0 0 Share PDF

Troubleshooting Container Networking

Article ID: KB000135

Issue

Typically, container-container networking issues manifest themselves as intermittent connection timeouts. They could also manifest as a complete failure of container-container networking.

This walkthrough will guide you to collect the necessary information to determine the root cause of a network connectivity problem.

Prerequisites

First, determine the names of the affected Docker swarm services, networks, and hosts.

Identify a Docker host from which network requests are not answered correctly. If the requests are submitted through the ingress network, then to a frontend service, then via another network to a backend service, then start troubleshooting by splitting the problem in half and using netshoot to connect from the frontend directly to the backend service.

Resolution

To troubleshoot container-container networking issues, start by examining the user-defined network. If the problem isn't found, move to troubleshooting the ingress network. Both are discussed below.

Troubleshooting a User-Defined Network

  1. Start a netshoot container reusing the network namespace of the affected "frontend" container:

    docker run -it --rm --net container:<container_name> nicolaka/netshoot
    
  2. Look up all backend IP addresses:

    nslookup tasks.backend_service_name 2>/dev/null |awk '$1=="Address"{print $3}'
    
  3. Issue a netcat TCP test to each backend task IP address on the port where it should be listening:

    for backend_ip in $(nslookup tasks.<backend_service_name> 2>/dev/null |awk '$1=="Address"{print $3}'); do
    nc -zw2  $backend_ip <listening_port> &>/dev/null || echo $backend_ip failed;
    done
    

    Where:

    • <backend_service_name> is changed to the backend service name
    • <listening_port> is changed to the port the backend tasks are listening on
  4. If no connections fail but requests submitted via the ingress network continue to have problems, move to the next section on troubleshooting the ingress network. If no connections fail, and the issue has only been seen container-container, then check another set of services or hosts until one task fails to reach another.

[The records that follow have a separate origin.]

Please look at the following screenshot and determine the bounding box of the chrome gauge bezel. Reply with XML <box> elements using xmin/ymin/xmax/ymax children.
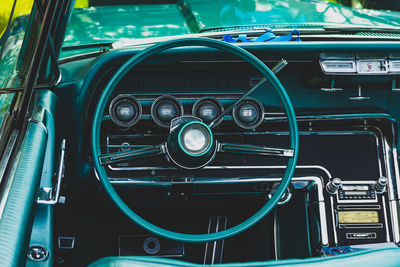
<box><xmin>151</xmin><ymin>95</ymin><xmax>184</xmax><ymax>128</ymax></box>
<box><xmin>109</xmin><ymin>94</ymin><xmax>142</xmax><ymax>128</ymax></box>
<box><xmin>232</xmin><ymin>97</ymin><xmax>265</xmax><ymax>130</ymax></box>
<box><xmin>192</xmin><ymin>96</ymin><xmax>224</xmax><ymax>127</ymax></box>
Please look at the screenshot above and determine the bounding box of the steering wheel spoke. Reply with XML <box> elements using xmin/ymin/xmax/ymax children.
<box><xmin>217</xmin><ymin>142</ymin><xmax>294</xmax><ymax>157</ymax></box>
<box><xmin>99</xmin><ymin>144</ymin><xmax>165</xmax><ymax>165</ymax></box>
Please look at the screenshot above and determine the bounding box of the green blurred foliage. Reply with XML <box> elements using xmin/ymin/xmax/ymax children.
<box><xmin>0</xmin><ymin>0</ymin><xmax>33</xmax><ymax>37</ymax></box>
<box><xmin>0</xmin><ymin>0</ymin><xmax>88</xmax><ymax>37</ymax></box>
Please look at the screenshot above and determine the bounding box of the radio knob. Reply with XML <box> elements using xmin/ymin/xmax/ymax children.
<box><xmin>326</xmin><ymin>177</ymin><xmax>342</xmax><ymax>195</ymax></box>
<box><xmin>375</xmin><ymin>176</ymin><xmax>388</xmax><ymax>194</ymax></box>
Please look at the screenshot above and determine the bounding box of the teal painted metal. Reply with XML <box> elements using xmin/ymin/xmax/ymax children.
<box><xmin>61</xmin><ymin>0</ymin><xmax>400</xmax><ymax>57</ymax></box>
<box><xmin>63</xmin><ymin>4</ymin><xmax>191</xmax><ymax>48</ymax></box>
<box><xmin>176</xmin><ymin>121</ymin><xmax>213</xmax><ymax>157</ymax></box>
<box><xmin>91</xmin><ymin>37</ymin><xmax>299</xmax><ymax>242</ymax></box>
<box><xmin>183</xmin><ymin>0</ymin><xmax>400</xmax><ymax>31</ymax></box>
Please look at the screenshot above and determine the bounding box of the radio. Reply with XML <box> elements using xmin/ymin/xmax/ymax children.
<box><xmin>338</xmin><ymin>184</ymin><xmax>376</xmax><ymax>202</ymax></box>
<box><xmin>328</xmin><ymin>179</ymin><xmax>391</xmax><ymax>246</ymax></box>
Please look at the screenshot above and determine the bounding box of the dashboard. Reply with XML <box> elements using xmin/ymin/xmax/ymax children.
<box><xmin>57</xmin><ymin>41</ymin><xmax>400</xmax><ymax>257</ymax></box>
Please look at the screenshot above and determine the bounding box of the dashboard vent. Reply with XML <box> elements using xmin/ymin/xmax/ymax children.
<box><xmin>120</xmin><ymin>70</ymin><xmax>253</xmax><ymax>93</ymax></box>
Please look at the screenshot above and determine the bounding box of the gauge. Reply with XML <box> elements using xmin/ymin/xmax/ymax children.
<box><xmin>192</xmin><ymin>97</ymin><xmax>224</xmax><ymax>127</ymax></box>
<box><xmin>232</xmin><ymin>98</ymin><xmax>264</xmax><ymax>129</ymax></box>
<box><xmin>151</xmin><ymin>95</ymin><xmax>183</xmax><ymax>128</ymax></box>
<box><xmin>109</xmin><ymin>95</ymin><xmax>142</xmax><ymax>128</ymax></box>
<box><xmin>357</xmin><ymin>59</ymin><xmax>388</xmax><ymax>74</ymax></box>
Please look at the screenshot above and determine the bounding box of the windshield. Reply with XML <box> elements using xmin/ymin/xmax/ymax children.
<box><xmin>63</xmin><ymin>0</ymin><xmax>400</xmax><ymax>53</ymax></box>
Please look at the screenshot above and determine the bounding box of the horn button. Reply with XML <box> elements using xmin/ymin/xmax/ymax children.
<box><xmin>166</xmin><ymin>120</ymin><xmax>216</xmax><ymax>169</ymax></box>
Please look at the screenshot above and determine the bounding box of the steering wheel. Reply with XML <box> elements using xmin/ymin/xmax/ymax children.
<box><xmin>91</xmin><ymin>37</ymin><xmax>299</xmax><ymax>243</ymax></box>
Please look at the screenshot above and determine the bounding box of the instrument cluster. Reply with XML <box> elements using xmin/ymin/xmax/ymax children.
<box><xmin>108</xmin><ymin>94</ymin><xmax>265</xmax><ymax>130</ymax></box>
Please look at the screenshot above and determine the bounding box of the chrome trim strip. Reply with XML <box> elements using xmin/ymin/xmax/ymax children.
<box><xmin>390</xmin><ymin>200</ymin><xmax>400</xmax><ymax>243</ymax></box>
<box><xmin>382</xmin><ymin>195</ymin><xmax>391</xmax><ymax>242</ymax></box>
<box><xmin>273</xmin><ymin>209</ymin><xmax>279</xmax><ymax>260</ymax></box>
<box><xmin>108</xmin><ymin>165</ymin><xmax>332</xmax><ymax>179</ymax></box>
<box><xmin>377</xmin><ymin>128</ymin><xmax>400</xmax><ymax>242</ymax></box>
<box><xmin>263</xmin><ymin>113</ymin><xmax>395</xmax><ymax>122</ymax></box>
<box><xmin>339</xmin><ymin>224</ymin><xmax>383</xmax><ymax>229</ymax></box>
<box><xmin>392</xmin><ymin>148</ymin><xmax>400</xmax><ymax>200</ymax></box>
<box><xmin>337</xmin><ymin>205</ymin><xmax>380</xmax><ymax>210</ymax></box>
<box><xmin>330</xmin><ymin>195</ymin><xmax>338</xmax><ymax>245</ymax></box>
<box><xmin>0</xmin><ymin>130</ymin><xmax>18</xmax><ymax>186</ymax></box>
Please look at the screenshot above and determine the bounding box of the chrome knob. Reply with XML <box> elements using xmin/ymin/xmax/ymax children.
<box><xmin>326</xmin><ymin>178</ymin><xmax>342</xmax><ymax>195</ymax></box>
<box><xmin>27</xmin><ymin>246</ymin><xmax>48</xmax><ymax>262</ymax></box>
<box><xmin>375</xmin><ymin>176</ymin><xmax>388</xmax><ymax>194</ymax></box>
<box><xmin>268</xmin><ymin>183</ymin><xmax>292</xmax><ymax>205</ymax></box>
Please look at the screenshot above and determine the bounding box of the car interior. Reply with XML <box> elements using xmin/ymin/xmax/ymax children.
<box><xmin>0</xmin><ymin>0</ymin><xmax>400</xmax><ymax>266</ymax></box>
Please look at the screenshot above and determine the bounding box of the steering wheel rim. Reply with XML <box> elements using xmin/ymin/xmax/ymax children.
<box><xmin>91</xmin><ymin>37</ymin><xmax>299</xmax><ymax>243</ymax></box>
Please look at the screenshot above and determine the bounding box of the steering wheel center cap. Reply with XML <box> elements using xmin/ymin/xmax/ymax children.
<box><xmin>180</xmin><ymin>124</ymin><xmax>211</xmax><ymax>155</ymax></box>
<box><xmin>167</xmin><ymin>121</ymin><xmax>216</xmax><ymax>169</ymax></box>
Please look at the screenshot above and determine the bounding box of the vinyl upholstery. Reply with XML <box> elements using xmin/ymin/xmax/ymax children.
<box><xmin>0</xmin><ymin>121</ymin><xmax>47</xmax><ymax>267</ymax></box>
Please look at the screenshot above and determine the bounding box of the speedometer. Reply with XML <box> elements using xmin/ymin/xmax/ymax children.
<box><xmin>357</xmin><ymin>59</ymin><xmax>388</xmax><ymax>74</ymax></box>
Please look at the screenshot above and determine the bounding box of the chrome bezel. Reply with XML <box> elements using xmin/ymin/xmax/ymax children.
<box><xmin>192</xmin><ymin>97</ymin><xmax>224</xmax><ymax>127</ymax></box>
<box><xmin>232</xmin><ymin>97</ymin><xmax>264</xmax><ymax>130</ymax></box>
<box><xmin>109</xmin><ymin>95</ymin><xmax>142</xmax><ymax>128</ymax></box>
<box><xmin>151</xmin><ymin>95</ymin><xmax>184</xmax><ymax>128</ymax></box>
<box><xmin>320</xmin><ymin>60</ymin><xmax>356</xmax><ymax>74</ymax></box>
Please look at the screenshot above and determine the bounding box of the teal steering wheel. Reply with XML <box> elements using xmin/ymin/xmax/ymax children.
<box><xmin>91</xmin><ymin>37</ymin><xmax>299</xmax><ymax>242</ymax></box>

  5. For any backend IP addresses reported as failed, do a reverse name lookup of the affected IP to determine its service name and task id:

    nslookup <IP_address>
    

    Results will be formatted servicename.slot.taskid.networkname

  6. Exit the netshoot container and collect docker network inspect -v against the network between the two containers. Note the HostIP of tasks in the Services section that failed the netcat test.

  7. On a manager, for the set of all failed service names and tasks, collect the following:

    docker service ps <service_name>
    docker inspect --type task <task_id>
    
  8. For tasks that are still present (inspect --type task returns output), note their Created and Updated times. Collect Docker daemon logs covering this time frame from the netshoot host, all managers, and hosts of unresponsive tasks as identified by their HostIP.

    If your Docker daemon logs to journald, for example:

    journalctl -u docker --no-pager --since "YYYY-MM-DD 00:00" --until "YYYY-MM-DD 00:00"
    
  9. Collect the output of https://github.com/adamancini/libnetwork/blob/improved_support_script/support.sh from all hosts in the network path. This will expose and allow for the verification of the kernel programming if needed.

Troubleshooting the Ingress Network

Service discovery is disabled on the ingress network for security reasons, so you can't use nslookup tasks.service to establish which backend IPs to test. Instead use the ipvs loadbalancer programming of the kernel.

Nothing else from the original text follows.